- Sinds 1 januari 2025 handhaaft de Belastingdienst strenger op zzp’ers die eigenlijk gezien moeten worden als werknemers.
- Bij grote ministeries van de Rijksoverheid heeft men echter nog geen idee hoe het gesteld is met het risico op schijnzelfstandigheid bij de eigen organisatie.
- Uit een rondgang van BNR blijkt dat dit nog wordt geïnventariseerd.
- Lees ook: Angst voor controles en naheffing Belastingdienst leidt tot creatieve contracten voor ex-zzp’ers
De Belastingdienst is sinds 1 januari officieel strenger geworden met de zogenoemde handhaving op schijnzelfstandigheid van zzp’ers. Tegelijk heeft de Rijksoverheid zelf nog niet heel scherp in kaart hoe het met dit probleem gesteld is bij de overheid zelf, blijkt uit een rondgang van radiozender BNR.
Als zzp’ers juridisch en fiscaal toch werknemers blijken te zijn, kunnen werkgevers boetes en naheffingen krijgen en lopen de schijnzelfstandigen zelf belastingvoordelen mis. Dit kan dus flinke gevolgen hebben voor zowel de werkgever als voor zzp’ers.
BNR vroeg de grootste ministeries of ze wisten hoeveel zzp’ers waarmee wordt samengewerkt mogelijk schijnzelfstandigen zijn. Geen van de ministeries kon die vraag beantwoorden. De ministeries hopen een inventarisatie in het eerste kwartaal van dit jaar klaar te hebben.
Controle op schijnzelfstandigheid zzp’ers
Nederland telt momenteel een recordaantal van 1,25 miljoen zzp’ers en daarvan zijn er zo’n 250.000 mogelijk ‘schijnzelfstandige’, stelden economen van ABN AMRO afgelopen maand in een analyse.

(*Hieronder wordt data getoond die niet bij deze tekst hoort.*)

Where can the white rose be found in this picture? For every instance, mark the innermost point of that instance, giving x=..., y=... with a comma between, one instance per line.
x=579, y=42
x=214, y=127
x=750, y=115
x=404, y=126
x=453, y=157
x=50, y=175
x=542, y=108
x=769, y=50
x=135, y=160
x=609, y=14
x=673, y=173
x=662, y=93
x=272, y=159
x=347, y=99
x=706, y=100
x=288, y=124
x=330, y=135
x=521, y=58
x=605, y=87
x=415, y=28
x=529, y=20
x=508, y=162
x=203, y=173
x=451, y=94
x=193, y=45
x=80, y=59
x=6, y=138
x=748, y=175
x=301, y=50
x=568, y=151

Op aandringen van de Tweede Kamer wordt de handhaving van de nieuwe regels tegen schijnzelfstandigheid van zzp’ers wel wat afgezwakt.

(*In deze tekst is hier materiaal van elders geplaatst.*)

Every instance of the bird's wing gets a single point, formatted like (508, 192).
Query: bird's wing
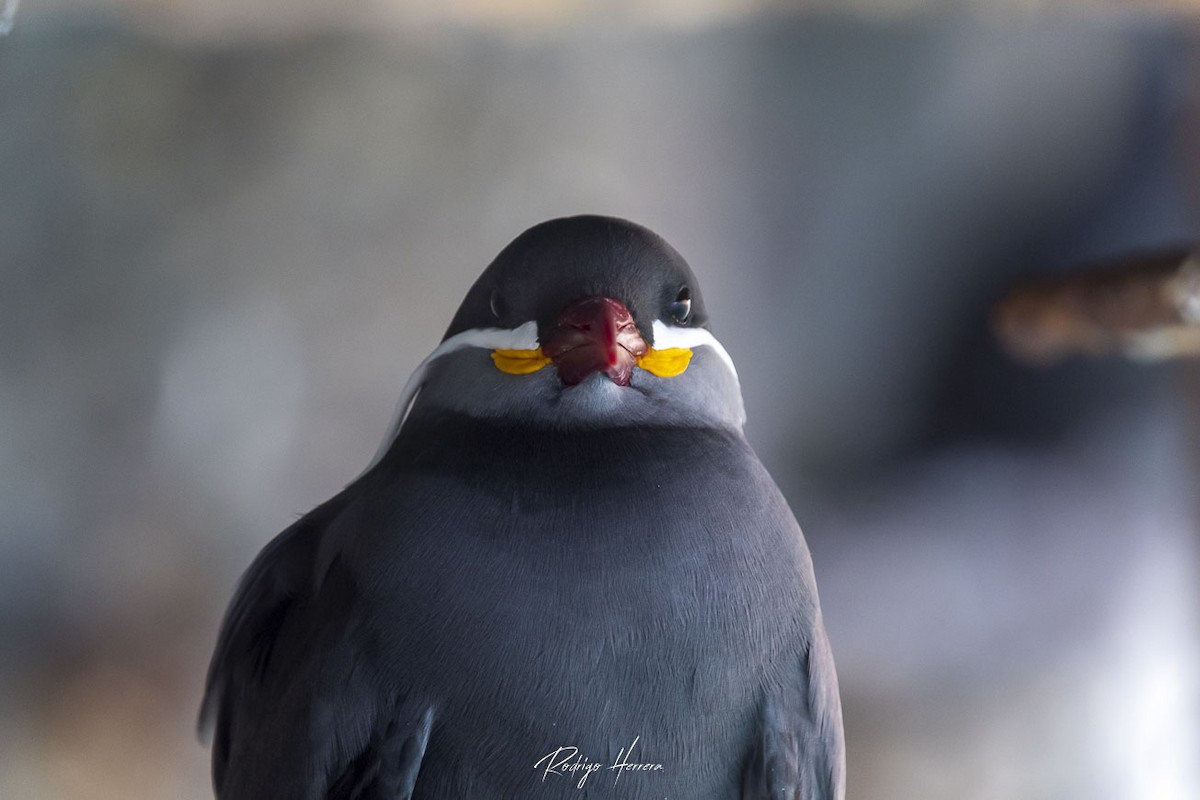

Werkgevers die zzp’ers inschakelen voor werk dat eigenlijk in vaste dienst moet worden gedaan, kunnen vanaf 1 januari wel een naheffing krijgen van sociale premies, maar nog geen boete, zo meldde staatssecretaris Tjebbe van Oostenbruggen van Fiscaliteit in december aan de Tweede Kamer.
In de oorspronkelijke plannen konden werkgevers vanaf volgend jaar ook al boetes ontlopen, maar alleen als zij aantoonbaar “stappen zetten” om schijnzelfstandigheid tegen te gaan.
De Kamer drong evenwel aan op een nog “zachtere landing” voor ondernemers, die voor het eerst sinds de wet tegen schijnzelfstandigheid in 2016 van kracht werd met handhaving worden geconfronteerd.